2013-02-18

OpenVPN 認証方法についてのまとめ - 後編

By Taro Yamazaki  |  22:00

前回から、OpenVPNで使用できる認証方法について取り上げています。前回は静的鍵(Static Key)と証明書認証の2つの方法を取り上げました。今回は残る2つ、ID/パスワード認証二要素認証(PKCS#12)を取り上げましょう。



ID/パスワード認証

OpenVPNでは証明書認証に次いでよく使用される認証方式です。ユーザーが接続時にID/パスワードを入力し、両者が正しかった場合にVPN接続が開始されることになります。
OpenVPNでは、ID/パスワード認証はプラグイン方式になっています。認証の仕組みはプラグインとして実装しておき、それを呼び出すことで認証を実行します。プラグインの作成も比較的容易です。
ID/パスワード認証の基本的な設定についてはこちらを、ユーザーデータベースにsqliteを利用した認証プラグインのサンプルについてはこちらの記事を参照してください。

利点

ユーザーにとってわかりやすいこと、証明書などのファイル管理が不要なことなどは、管理者にとって大きなメリットです。
また、認証処理自体はプラグイン方式になっているため、さまざまな認証方法(ユーザー情報データベースからの検索や、LDAP認証、ワンタイムパスワードなど)を柔軟に使用できるというメリットもあります。

欠点

手軽であることの裏返しとして、セキュリティ面での安全性は証明書認証にはかないません。ID/パスワードが流出すれば、第三者がVPNに接続できてしまうというリスクが伴います。
また、認証プラグインの導入が必要になります。セットアップは初回導入時だけとはいえ、やや手間がかかるのは避けられません。LDAPを認証に使うopenvpn-auth-ldapなどが公開されていますが、使用できるプラットフォームが限定されていたりと、手軽に使える認証プラグインがまだあまり存在していないというのも事実です。

二要素認証(PKCS#12)

PKCS#12の機構を利用して、セキュリティトークンなどを使った二要素認証にも対応できます。

利点

安全性の高さはトップクラスと言えます。

欠点

とにかく、セットアップが非常に難しいのが最大の問題です。ユーザーに配布するセキュリティトークンの導入などに伴うコストも他の認証方式にはない問題です。

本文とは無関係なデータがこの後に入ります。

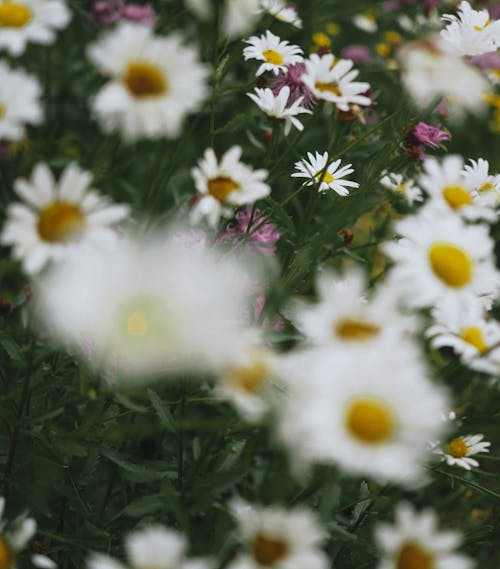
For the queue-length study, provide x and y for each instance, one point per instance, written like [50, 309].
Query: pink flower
[292, 78]
[254, 233]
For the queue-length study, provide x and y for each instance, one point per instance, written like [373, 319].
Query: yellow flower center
[248, 378]
[355, 330]
[456, 196]
[457, 448]
[221, 187]
[370, 420]
[412, 556]
[61, 222]
[14, 15]
[137, 324]
[7, 558]
[451, 264]
[144, 79]
[273, 56]
[325, 177]
[267, 550]
[329, 88]
[474, 335]
[481, 28]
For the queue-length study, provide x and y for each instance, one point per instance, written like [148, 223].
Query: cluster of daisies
[355, 392]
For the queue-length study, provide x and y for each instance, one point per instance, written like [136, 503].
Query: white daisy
[458, 451]
[278, 538]
[19, 102]
[415, 541]
[225, 184]
[153, 546]
[429, 71]
[472, 32]
[27, 21]
[249, 380]
[487, 186]
[275, 54]
[282, 10]
[398, 183]
[151, 308]
[275, 106]
[318, 170]
[57, 219]
[466, 330]
[155, 81]
[450, 190]
[14, 537]
[440, 257]
[332, 80]
[370, 409]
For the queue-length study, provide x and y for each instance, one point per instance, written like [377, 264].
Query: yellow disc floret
[451, 264]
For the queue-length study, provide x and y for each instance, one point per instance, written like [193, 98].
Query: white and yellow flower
[153, 546]
[439, 257]
[282, 10]
[399, 184]
[370, 410]
[472, 32]
[458, 451]
[278, 538]
[151, 308]
[275, 106]
[58, 219]
[275, 54]
[450, 190]
[327, 175]
[20, 103]
[415, 541]
[155, 82]
[469, 333]
[25, 21]
[332, 80]
[224, 185]
[345, 316]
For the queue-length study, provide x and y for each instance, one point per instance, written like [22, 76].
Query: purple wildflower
[357, 53]
[258, 236]
[293, 79]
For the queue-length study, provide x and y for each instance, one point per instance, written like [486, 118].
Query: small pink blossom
[253, 232]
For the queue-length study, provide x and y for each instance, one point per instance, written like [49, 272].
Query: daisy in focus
[278, 538]
[152, 546]
[20, 102]
[343, 315]
[276, 106]
[319, 171]
[333, 81]
[282, 10]
[155, 82]
[224, 185]
[58, 219]
[458, 452]
[472, 32]
[441, 258]
[469, 333]
[28, 21]
[397, 183]
[414, 541]
[14, 537]
[275, 54]
[371, 410]
[449, 189]
[160, 308]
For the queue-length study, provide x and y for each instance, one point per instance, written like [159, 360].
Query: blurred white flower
[34, 21]
[155, 81]
[58, 219]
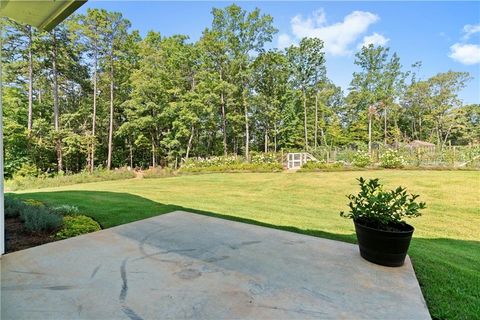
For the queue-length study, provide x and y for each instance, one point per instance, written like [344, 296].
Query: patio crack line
[123, 293]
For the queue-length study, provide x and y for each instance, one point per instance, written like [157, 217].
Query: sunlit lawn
[446, 246]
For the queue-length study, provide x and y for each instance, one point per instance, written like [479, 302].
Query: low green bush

というわけで、ざっとまとめるとこんな感じでしょうか。

方式安全性拡張性管理の簡単さ
静的鍵★★☆☆☆★☆☆☆☆★★★★★
証明書認証★★★★☆★★★★★★★★☆☆
ID/パスワード認証★★★☆☆★★★★☆★★★★☆
二要素認証(PKCS#12)★★★★★★★★★☆★☆☆☆☆

では、どれを選択すべきか...

ユーザー数が少ない場合、安全性を特に重要視する場合は、証明書認証が第一候補になります。認証用プラグインも不要ですので、追加のソフトウェアもインストールせずにすぐに使えます。ユーザー数がある程度多くなってくると判断に迷うところですが、流用したいユーザーデータベースなどが存在していないのであれば、安全性の面からは証明書認証から検討するのが望ましいと思います。初回の導入はちょっと面倒でもいいから、今後の管理の手間を削減したい、ということであればID/パスワード認証が有力でしょう。

既にActive Directoryなどで大規模なユーザーデータベースが存在している場合は、ID/パスワード認証を使って既存のデータベースを参照するのが最善でしょう。もしセキュリティをさらに高めたければ、データベース内のパスワードをそのまま使わず、そのパスワードをベースにしたワンタイムパスワードを使うという方法もあります(時刻ベースのワンタイムパスワード(TOTP)の仕組みについてはこちらを参照してください)。